CONTRAS’ CITY by Djibril Diop Mambéty (Senegal, 1968, 22’)
In his ﬁrst short ﬁlm, Mambéty sensitively, imaginatively and puckishly captures the series of contrasts that would deﬁne the tumultuous social and ideological climate that would explode in Senegal in 1968. A conversation between a Senegalese man (the director, Djibril Diop Mambéty) and a French woman, Inge Hirschnitz, while we travel through the city and rush into this and that popular neighborhood of Dakar.
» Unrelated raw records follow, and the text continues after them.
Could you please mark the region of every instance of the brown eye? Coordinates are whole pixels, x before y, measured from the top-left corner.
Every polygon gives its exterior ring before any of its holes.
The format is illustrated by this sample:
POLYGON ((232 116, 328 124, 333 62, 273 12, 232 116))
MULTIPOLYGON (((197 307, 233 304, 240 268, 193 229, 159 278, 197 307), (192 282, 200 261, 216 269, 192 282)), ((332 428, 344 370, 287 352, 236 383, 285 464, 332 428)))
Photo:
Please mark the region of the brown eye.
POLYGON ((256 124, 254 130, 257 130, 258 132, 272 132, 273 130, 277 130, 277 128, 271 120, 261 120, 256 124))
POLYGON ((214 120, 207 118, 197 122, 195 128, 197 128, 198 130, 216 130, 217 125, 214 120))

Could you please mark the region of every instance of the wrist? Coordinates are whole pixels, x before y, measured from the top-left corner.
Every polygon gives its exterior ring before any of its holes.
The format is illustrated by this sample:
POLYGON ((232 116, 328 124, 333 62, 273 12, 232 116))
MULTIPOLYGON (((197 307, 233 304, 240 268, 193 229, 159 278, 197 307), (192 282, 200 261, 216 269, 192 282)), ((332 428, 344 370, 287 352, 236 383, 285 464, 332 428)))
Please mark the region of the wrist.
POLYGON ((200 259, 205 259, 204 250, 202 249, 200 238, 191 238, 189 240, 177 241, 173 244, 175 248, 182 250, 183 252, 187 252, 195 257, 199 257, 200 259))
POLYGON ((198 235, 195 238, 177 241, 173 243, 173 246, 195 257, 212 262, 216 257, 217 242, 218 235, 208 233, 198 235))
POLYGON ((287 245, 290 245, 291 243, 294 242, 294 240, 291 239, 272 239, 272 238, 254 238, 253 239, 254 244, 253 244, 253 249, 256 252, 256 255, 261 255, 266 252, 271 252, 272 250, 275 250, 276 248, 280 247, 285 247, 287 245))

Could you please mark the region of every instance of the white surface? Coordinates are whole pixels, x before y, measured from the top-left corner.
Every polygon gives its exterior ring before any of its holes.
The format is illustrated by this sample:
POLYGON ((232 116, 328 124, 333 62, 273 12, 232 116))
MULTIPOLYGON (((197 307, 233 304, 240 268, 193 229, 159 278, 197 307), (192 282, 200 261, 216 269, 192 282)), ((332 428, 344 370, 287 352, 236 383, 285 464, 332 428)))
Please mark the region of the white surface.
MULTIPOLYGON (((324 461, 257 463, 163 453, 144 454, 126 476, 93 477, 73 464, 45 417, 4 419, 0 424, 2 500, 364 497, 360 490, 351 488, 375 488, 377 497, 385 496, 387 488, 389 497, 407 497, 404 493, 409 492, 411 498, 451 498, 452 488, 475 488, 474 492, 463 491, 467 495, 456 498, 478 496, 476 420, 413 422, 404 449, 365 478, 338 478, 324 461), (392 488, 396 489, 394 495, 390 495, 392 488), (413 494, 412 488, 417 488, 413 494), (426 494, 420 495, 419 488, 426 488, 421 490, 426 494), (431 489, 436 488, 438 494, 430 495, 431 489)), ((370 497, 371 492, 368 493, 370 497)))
Architecture, sound and languages meet in continuous collision, and the offscreen dialogue satirizes the astonished and condescending French vision of the Senegalese landscape.
The copy screened is the result of the restoration made in 2020 by Cineteca di Bologna/L'Immagine Ritrovata and The Film Foundation's World Cinema Project in association with The Criterion Collection.
LA NOIRE DE (Black Girl) by Ousmane Sembene (France/Senegal, 1966, 59’)
Diouana leaves Senegal with dreams of a more carefree and glamorous existence in France, where she procures a job as a live-in maid and nanny for a young couple on the French Riviera. She is gradually deadened by the endless routines and tasks and rhythms of life in the tiny apartment, and by the dissatisfactions felt by the husband and wife, which they project onto their ‘black girl’.
Famously stating “Europe is not my centre”, Senegalese filmmaker Ousmane Sembène (1923 – 2007) is considered the ‘Father of African Cinema’. He saw cinema as an engine of transformation, a ‘night school’ for the exploited masses of the African continent. Sembene taught himself to write in the early 1950s, while working on the docks in Marseille. He was a self-made film-maker, creating the most influential works of the early years of African independence in the 1960s, though relatively few Africans had access to his radical works. But nearly 15 years after his death, a Sembène ‘renaissance’ is under way, featuring restorations and distribution of his films.
Black Girl was restored by the Cineteca di Bologna/L’Immagine Ritrovata laboratory, in association with the Sembène Estate, INA (Institut National de l’Audiovisuel), Éclair and the Centre National de Cinématographie. Restoration funded by The Film Foundation’s World Cinema Project.